Vote and discuss.
I think that the Democrats will flip the House and lose the Senate in 2024 (fun fact, if this happens that would be the first time in American history that both chambers flipped in the same cycle) while Biden wins re-election. I think that there's also a good chance that Democrats win back the Senate in 2026 because of how good the map is for them, and they could also narrowly flip back the House. My prediction is 4 years, but what do you think?
...is it? The Maine seat is kind of
sui generis (I don't think Collins loses in a Democratic midterm, but in a Republican one my guess is she's doomed and probably retires), and North Carolina is a very plausible Democratic target, but the pickings get
really slim after that.

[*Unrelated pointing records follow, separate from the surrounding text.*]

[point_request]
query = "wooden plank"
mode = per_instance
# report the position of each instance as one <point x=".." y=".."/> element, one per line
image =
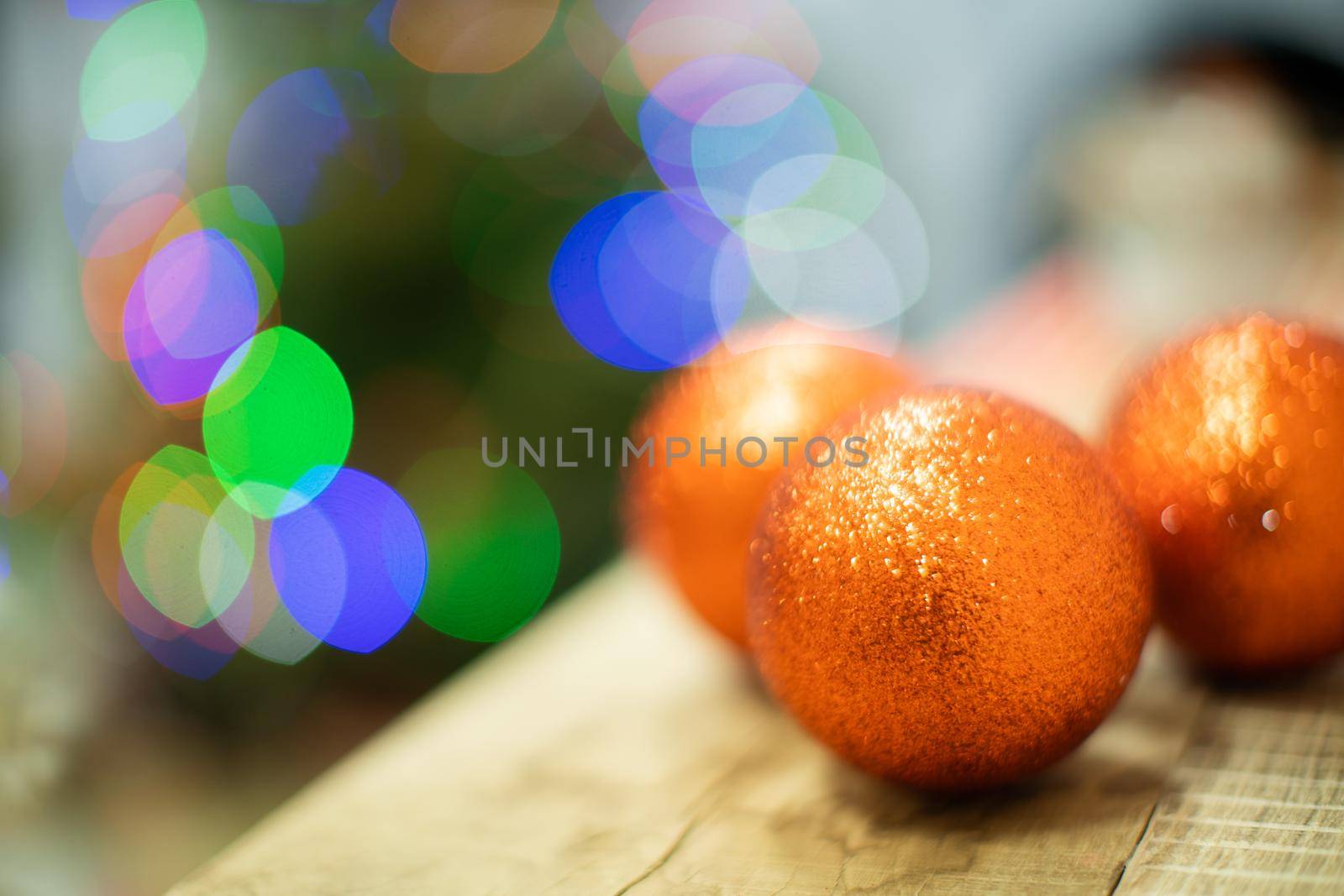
<point x="615" y="747"/>
<point x="1256" y="804"/>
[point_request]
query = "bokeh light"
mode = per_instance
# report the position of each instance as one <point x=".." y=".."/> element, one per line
<point x="349" y="564"/>
<point x="648" y="281"/>
<point x="242" y="217"/>
<point x="671" y="33"/>
<point x="192" y="305"/>
<point x="97" y="9"/>
<point x="186" y="546"/>
<point x="312" y="141"/>
<point x="823" y="269"/>
<point x="494" y="544"/>
<point x="118" y="195"/>
<point x="277" y="422"/>
<point x="143" y="70"/>
<point x="259" y="621"/>
<point x="470" y="36"/>
<point x="194" y="652"/>
<point x="108" y="277"/>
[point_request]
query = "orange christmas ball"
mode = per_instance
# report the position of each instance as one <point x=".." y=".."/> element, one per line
<point x="964" y="609"/>
<point x="696" y="516"/>
<point x="1231" y="450"/>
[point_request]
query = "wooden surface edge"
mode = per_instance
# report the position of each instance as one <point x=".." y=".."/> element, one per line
<point x="616" y="747"/>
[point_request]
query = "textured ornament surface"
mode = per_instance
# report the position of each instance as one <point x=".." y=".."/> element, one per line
<point x="698" y="521"/>
<point x="961" y="611"/>
<point x="1231" y="450"/>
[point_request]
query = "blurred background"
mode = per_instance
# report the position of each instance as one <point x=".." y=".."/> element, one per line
<point x="1088" y="179"/>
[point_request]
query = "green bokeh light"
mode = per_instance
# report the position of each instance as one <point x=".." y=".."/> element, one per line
<point x="279" y="422"/>
<point x="187" y="547"/>
<point x="143" y="70"/>
<point x="494" y="544"/>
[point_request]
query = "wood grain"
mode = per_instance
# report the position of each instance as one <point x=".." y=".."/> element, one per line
<point x="615" y="747"/>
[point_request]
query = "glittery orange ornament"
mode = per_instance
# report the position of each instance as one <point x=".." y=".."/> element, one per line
<point x="964" y="609"/>
<point x="1231" y="450"/>
<point x="696" y="520"/>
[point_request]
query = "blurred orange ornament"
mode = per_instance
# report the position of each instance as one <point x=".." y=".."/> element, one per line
<point x="960" y="611"/>
<point x="1231" y="450"/>
<point x="696" y="520"/>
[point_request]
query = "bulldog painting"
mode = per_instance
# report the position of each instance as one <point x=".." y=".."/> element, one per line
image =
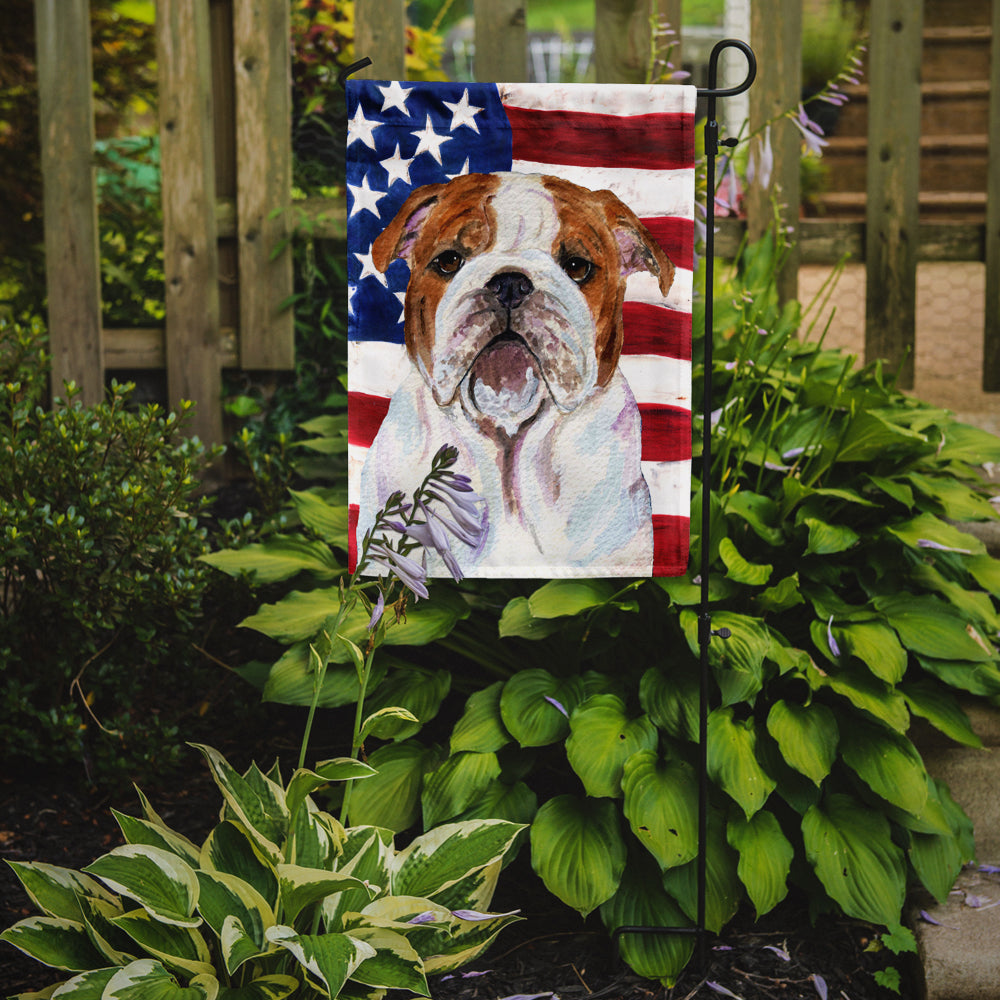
<point x="513" y="327"/>
<point x="520" y="280"/>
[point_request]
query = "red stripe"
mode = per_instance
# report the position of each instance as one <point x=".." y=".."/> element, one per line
<point x="353" y="515"/>
<point x="364" y="417"/>
<point x="666" y="433"/>
<point x="651" y="329"/>
<point x="676" y="236"/>
<point x="583" y="139"/>
<point x="671" y="534"/>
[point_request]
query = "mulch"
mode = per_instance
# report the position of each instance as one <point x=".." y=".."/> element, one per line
<point x="551" y="953"/>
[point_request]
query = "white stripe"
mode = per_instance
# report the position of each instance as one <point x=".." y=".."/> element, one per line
<point x="664" y="381"/>
<point x="376" y="367"/>
<point x="638" y="99"/>
<point x="669" y="486"/>
<point x="646" y="192"/>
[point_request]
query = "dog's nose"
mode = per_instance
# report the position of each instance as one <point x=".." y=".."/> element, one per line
<point x="510" y="287"/>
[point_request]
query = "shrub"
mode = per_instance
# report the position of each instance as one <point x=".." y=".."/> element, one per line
<point x="280" y="899"/>
<point x="854" y="602"/>
<point x="99" y="539"/>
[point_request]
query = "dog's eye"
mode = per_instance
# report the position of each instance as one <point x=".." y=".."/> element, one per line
<point x="579" y="269"/>
<point x="447" y="263"/>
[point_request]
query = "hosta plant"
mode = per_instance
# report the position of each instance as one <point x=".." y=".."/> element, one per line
<point x="279" y="900"/>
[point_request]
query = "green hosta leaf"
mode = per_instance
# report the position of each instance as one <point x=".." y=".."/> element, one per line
<point x="931" y="628"/>
<point x="147" y="979"/>
<point x="301" y="887"/>
<point x="641" y="901"/>
<point x="54" y="941"/>
<point x="928" y="528"/>
<point x="141" y="831"/>
<point x="260" y="809"/>
<point x="661" y="798"/>
<point x="569" y="597"/>
<point x="481" y="728"/>
<point x="391" y="798"/>
<point x="827" y="539"/>
<point x="732" y="760"/>
<point x="976" y="678"/>
<point x="229" y="849"/>
<point x="723" y="889"/>
<point x="807" y="736"/>
<point x="941" y="709"/>
<point x="671" y="700"/>
<point x="602" y="738"/>
<point x="395" y="964"/>
<point x="850" y="847"/>
<point x="441" y="857"/>
<point x="751" y="574"/>
<point x="517" y="620"/>
<point x="163" y="884"/>
<point x="456" y="784"/>
<point x="330" y="959"/>
<point x="535" y="706"/>
<point x="279" y="558"/>
<point x="276" y="987"/>
<point x="783" y="595"/>
<point x="177" y="947"/>
<point x="876" y="646"/>
<point x="765" y="858"/>
<point x="325" y="519"/>
<point x="578" y="851"/>
<point x="56" y="891"/>
<point x="887" y="762"/>
<point x="415" y="689"/>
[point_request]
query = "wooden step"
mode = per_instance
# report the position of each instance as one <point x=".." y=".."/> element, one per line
<point x="947" y="163"/>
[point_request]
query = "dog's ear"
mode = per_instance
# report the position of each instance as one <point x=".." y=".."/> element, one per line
<point x="639" y="251"/>
<point x="400" y="236"/>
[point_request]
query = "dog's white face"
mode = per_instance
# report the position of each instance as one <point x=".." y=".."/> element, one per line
<point x="516" y="288"/>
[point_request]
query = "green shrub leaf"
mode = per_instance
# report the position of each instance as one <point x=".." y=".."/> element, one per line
<point x="601" y="739"/>
<point x="661" y="799"/>
<point x="577" y="850"/>
<point x="851" y="850"/>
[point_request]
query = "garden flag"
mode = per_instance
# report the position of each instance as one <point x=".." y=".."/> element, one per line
<point x="520" y="280"/>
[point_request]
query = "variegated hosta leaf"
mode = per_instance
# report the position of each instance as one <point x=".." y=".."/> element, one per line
<point x="256" y="801"/>
<point x="456" y="784"/>
<point x="602" y="737"/>
<point x="54" y="941"/>
<point x="225" y="897"/>
<point x="56" y="891"/>
<point x="578" y="851"/>
<point x="723" y="889"/>
<point x="395" y="964"/>
<point x="807" y="736"/>
<point x="149" y="980"/>
<point x="535" y="706"/>
<point x="765" y="858"/>
<point x="230" y="849"/>
<point x="329" y="959"/>
<point x="642" y="902"/>
<point x="158" y="880"/>
<point x="300" y="887"/>
<point x="481" y="727"/>
<point x="661" y="799"/>
<point x="177" y="947"/>
<point x="441" y="857"/>
<point x="732" y="760"/>
<point x="850" y="847"/>
<point x="141" y="831"/>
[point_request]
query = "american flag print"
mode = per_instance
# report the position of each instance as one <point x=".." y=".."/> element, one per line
<point x="633" y="140"/>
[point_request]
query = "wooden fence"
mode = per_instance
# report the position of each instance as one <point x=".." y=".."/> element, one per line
<point x="226" y="160"/>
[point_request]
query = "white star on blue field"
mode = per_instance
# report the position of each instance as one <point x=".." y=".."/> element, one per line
<point x="401" y="136"/>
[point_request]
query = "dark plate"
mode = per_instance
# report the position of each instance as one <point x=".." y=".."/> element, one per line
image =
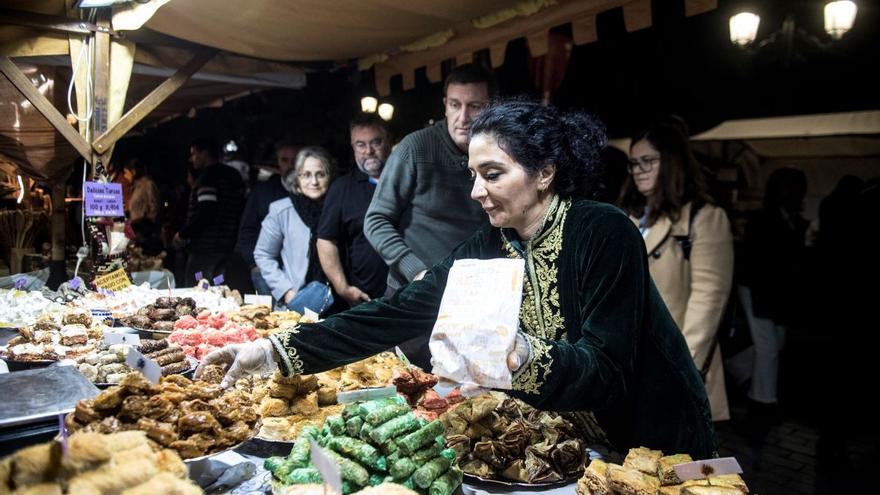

AK/IA/KS are probably all conceivable in enormous landslides, but even at a replay of 2018 with a D+8 environment my guess is probably only 1 out of the 3 flip, and I have no particular guess on which one.
GOP pickup opportunities are sort of slim too -- Georgia is by far the obvious one, but it's far from guaranteed (and also heavily dependent on turnout patterns by education and race; I can imagine Ossoff winning comfortably in an otherwise-bad Biden midterm and I can imagine him losing Bill-Nelson-style in a disastrous Republican midterm which Democrats win elsewhere), and beyond that even for a red wave only Michigan is
obvious. (NH is viable as an open seat in a good GOP year but is fool's gold if Shaheen runs again. MN/NM/VA all could be a thing in different sorts of red waves, but my guess is that at a 2014-ish R+5 environment only like 0.5/3 flip, and at 2010-ish R+7 only 1.5/3 do.
Under the present demographic alignment, the 2014/2020/2026 cycle is really starved for pickup opportunities for either party. (Three of the five seats to flip in 2020 were either specials themselves or reverting an earlier weird special; only two seats
actually flipped. Because hardly any swing states voted!)